Friday, August 25, 2017

A Not-so-Random Walk Through Hyperspace

Reporting on a first experiment with neural network technology (DL4J), applying feed forward neural networks (FFNN) for supervised learning of file types based on content fragments, exploring the hyperparameter space of domain and tooling.

Introduction


Artificial intelligence based on neural networks has a long history. However, up to a couple of years ago, success stories have been few and with limited impact.

Over the last few years, neural networks have demonstrated some impressive results, catching up with the long standing promise of performance at the level of human experts in different domains, and even taking us beyond. Interesting presentations in this context include Jeremy Howard's talk on the potential of deep learning and Demis Hassabis' talk on DeepMind and AlphaGo.

Due to these recent successes, neural network technology has gained a renewed interest. Today, different generic neural network platforms are available in the public domain, and a large community of enthusiasts is looking into the technology and its applications.

Time to join the community ...

Finding a Problem


With the solution at hand, we still have to find a problem. Data should be real life, easily available in large numbers, and categorised.

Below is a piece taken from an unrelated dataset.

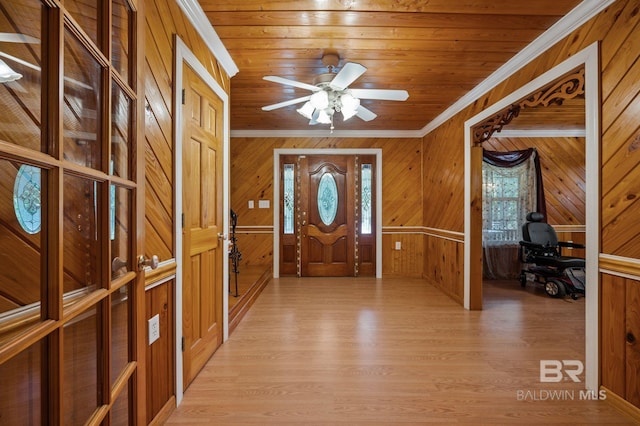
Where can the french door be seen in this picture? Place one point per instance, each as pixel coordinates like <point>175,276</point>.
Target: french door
<point>327,226</point>
<point>71,289</point>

The problem we will be addressing will be using the file system, where the goal is to recognise the file type based on (a fragment of) the file content. We have a large number of files on the file system at hand, created by many different authors, and the bulk of them labelled correctly by the file extension.

The data set will consist of all files under a given root directory, using the following constraints:
  • Text files only, determined heuristically based on the content of the file. We will be using the function proposed by Ondra Žižka on stackoverflow for this purpose.
  • Excluding files with extension "txt", as these have strongly varied content.
  • Having at least 100 occurrences for a file type, to allow patterns to be detected.

This results in a collection of 50,665 files with 12 different extensions, distributed as


Note that the number of xml-files is 41,103, but the bar is clipped in favour of visibility of statistics for the other file types.

Performance Evaluation


The first parameter that comes to mind for evaluating the performance of a learning system is the accuracy of its output, defined as the ratio of the number of correct classifications over the total number of classifications. As explained in the Deep Learning and Neural Network Glossary and James Brownlee's post on Performance Measures, we can improve on the evaluation of performance of a neural network.

The results for a specific class during the test phase can be divided into:
  • True positives (TP): sample correctly accepted.
  • False positives (FP): sample incorrectly accepted.
  • True negatives (TN): sample correctly rejected.
  • False negatives (FN): sample incorrectly rejected.

Given these definitions, we can express the accuracy and introduce additional metrics of performance:
  • Accuracy: A = (TP+TN)/(TP+FP+TN+FN), how often is a classification correct ?
  • Precision: P = TP/(TP+FP), how often is the acceptance of a sample correct ?
  • Recall: R = TP/(TP+FN), how often is a sample in the class correctly classified ?
  • F1 Score: F1 = 2*P*R/(P+R), the harmonic mean of precision and recall.

We will track all four of these metrics, but we will use F1 as a metric for overall performance.

Selecting a Neural Network Topology


We will be using the DL4J system, because it is low entry and feature rich.

An important observation to determine the network topology is related to the type of problem we wish to solve. The Introduction to Deep Learning on DL4J briefly explains:
  • Classification as a learning process where the category is provided as part of the input, also referred to as supervised learning.
  • Clustering as a learning process where the category is not provided as part of the input, but should be discovered by the learning process, also referred to as unsupervised learning.
  • Predictive Analytics as a variant of either classification or clustering, where one of the elements in the sample data reflects the time dimension.

The problem we have chosen to solve clearly is a classification problem.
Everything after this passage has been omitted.